To simplify and accelerate the process of updating our polygonal data when the bone is modified, we build a new surface mesh – in which vertices correspond directly to bone voxels – rather than using the original isosurface mesh for graphic rendering. This mesh is generated by exhaustively triangulating the voxels on the surface of the bone region, i.e.:

for each voxel v1

if v1 is on the bone surface

  for each of v1′s neighbors v2

  if v2 is on the bone surface

   for each of v2′s neighbors v3

   if v3 is on the bone surface

    generate vertices for v1, v2, v3

    generate a triangle t(v1, v2, v3)

    orient t away from the bone

    surface

A voxel that is “on the bone surface” has a non-zero bone density and has at least one neighbor that has zero bone density. That is, a voxel that is “on the bone surface” is bone adjacent to non-bone.

Although this triangulation generates a large mesh (on the order of 200,000 triangles for a typical full-head CT data set), several optimizations allow us to minimize the number of triangles that are generated and/or rendered. To avoid duplicate triangle generation, each voxel is associated with a unique index before tessellation, and triangles are rejected if their vertices do not appear in sorted order. To eliminate subsurface triangles that will not be visible from outside the mesh, we use the observations presented in reference 24 to identify and remove probable subsurface faces.

The voxel array itself is stored as a hash table, indexed by 3D grid coordinates. This minimizes the memory occupied by our volume data, and allows constant-time occupancy queries (the fundamental operation required for haptic rendering; see Haptic rendering section below).

Additional data structures map each voxel to its corresponding vertex index, and each vertex index to the set of triangles that contain it. This allows rapid access to graphic rendering elements (vertices and triangles) given a modified bone voxel, which is critical for shading vertices based on voxel density and for re-triangulation when voxels are removed (see Bone removal section below). summarizes the relevant data structures.
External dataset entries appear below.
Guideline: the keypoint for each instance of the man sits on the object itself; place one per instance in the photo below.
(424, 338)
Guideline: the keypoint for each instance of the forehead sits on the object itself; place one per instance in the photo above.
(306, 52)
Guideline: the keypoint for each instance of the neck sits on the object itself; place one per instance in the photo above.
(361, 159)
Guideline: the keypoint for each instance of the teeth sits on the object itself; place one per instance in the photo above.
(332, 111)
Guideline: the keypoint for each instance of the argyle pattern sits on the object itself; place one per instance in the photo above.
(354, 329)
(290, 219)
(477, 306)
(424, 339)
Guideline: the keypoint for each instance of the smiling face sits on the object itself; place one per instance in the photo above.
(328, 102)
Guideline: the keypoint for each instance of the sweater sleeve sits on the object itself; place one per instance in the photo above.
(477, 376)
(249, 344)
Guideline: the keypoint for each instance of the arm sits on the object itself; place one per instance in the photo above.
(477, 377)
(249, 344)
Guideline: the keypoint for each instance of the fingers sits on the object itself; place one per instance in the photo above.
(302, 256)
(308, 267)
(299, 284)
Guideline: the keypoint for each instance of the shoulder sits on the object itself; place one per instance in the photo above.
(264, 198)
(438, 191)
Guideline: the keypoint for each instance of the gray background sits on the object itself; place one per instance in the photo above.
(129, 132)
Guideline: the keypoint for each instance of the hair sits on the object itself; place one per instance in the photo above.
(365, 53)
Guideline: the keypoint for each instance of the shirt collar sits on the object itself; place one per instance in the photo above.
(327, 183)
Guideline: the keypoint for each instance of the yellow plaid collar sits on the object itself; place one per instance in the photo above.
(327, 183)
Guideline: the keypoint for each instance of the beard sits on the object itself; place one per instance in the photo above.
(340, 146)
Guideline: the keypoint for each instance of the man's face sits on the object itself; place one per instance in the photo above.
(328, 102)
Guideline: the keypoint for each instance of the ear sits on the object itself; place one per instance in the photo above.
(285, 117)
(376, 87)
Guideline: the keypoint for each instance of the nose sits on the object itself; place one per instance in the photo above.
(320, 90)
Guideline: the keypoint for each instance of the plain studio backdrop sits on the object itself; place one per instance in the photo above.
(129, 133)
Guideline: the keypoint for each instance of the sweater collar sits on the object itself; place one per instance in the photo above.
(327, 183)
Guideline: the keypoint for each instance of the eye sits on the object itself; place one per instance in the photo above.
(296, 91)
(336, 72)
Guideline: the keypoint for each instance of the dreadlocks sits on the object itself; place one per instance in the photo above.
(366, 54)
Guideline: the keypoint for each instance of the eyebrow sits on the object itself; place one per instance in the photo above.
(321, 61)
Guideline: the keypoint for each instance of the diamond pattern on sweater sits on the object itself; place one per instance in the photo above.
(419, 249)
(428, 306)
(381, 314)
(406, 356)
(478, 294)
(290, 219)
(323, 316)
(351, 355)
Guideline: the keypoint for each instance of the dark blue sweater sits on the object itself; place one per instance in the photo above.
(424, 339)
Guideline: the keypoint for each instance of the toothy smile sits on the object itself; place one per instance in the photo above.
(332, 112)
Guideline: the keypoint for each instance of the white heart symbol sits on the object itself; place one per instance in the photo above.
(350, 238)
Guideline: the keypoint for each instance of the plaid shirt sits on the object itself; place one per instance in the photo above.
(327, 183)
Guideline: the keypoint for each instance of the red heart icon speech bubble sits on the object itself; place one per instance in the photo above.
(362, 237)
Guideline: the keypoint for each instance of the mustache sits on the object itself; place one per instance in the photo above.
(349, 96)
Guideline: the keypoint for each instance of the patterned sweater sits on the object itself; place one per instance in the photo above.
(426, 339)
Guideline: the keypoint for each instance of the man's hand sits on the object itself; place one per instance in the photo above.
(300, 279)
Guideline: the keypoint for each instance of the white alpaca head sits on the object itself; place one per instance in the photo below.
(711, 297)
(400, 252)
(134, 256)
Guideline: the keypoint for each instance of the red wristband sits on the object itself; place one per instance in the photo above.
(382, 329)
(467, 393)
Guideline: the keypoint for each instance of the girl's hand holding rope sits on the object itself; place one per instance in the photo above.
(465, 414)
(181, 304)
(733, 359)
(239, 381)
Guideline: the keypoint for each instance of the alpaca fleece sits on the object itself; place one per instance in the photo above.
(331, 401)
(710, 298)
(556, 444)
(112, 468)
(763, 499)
Figure 12. A summary of the structures connecting our volumetric (haptic rendering) and surface (graphic rendering) data. When a voxel is removed or modified, the corresponding vertices and triangles can be accessed from the (i, j, k) voxel index in approximately constant time.

Figure 12. A summary of the structures connecting our volumetric (haptic rendering) and surface (graphic rendering) data. When a voxel is removed or modified, the corresponding vertices and triangles can be accessed from the (i, j, k) voxel index in approximately constant time.

Haptic rendering

Virtual instruments are controlled using a SensAble Phantom Citation[25] haptic device, which provides three-degree-of-freedom force-feedback and six-degree-of-freedom input.

Each of the bone modification tool models is discretized into a voxel grid (typically at a finer resolution than the bone grid), and a preprocessing step computes an occupancy map for the tool's voxel array. At each iteration of our haptic rendering loop, each of the volume samples in each active tool is checked for intersection with the bone volume. This operation can be performed rapidly (in constant time) using the hash table described above. Each sample point that is found to lie inside an occupied bone voxel generates a unit-length contribution to the overall haptic force vector that tends to push this sample point toward the tool center. With adequate stiffness, the tool center is always outside the bone volume (see ). For tools with an ill-defined center, the force vector generated by an immersed voxel is directed along the inward-pointing surface normal at the nearest surface point.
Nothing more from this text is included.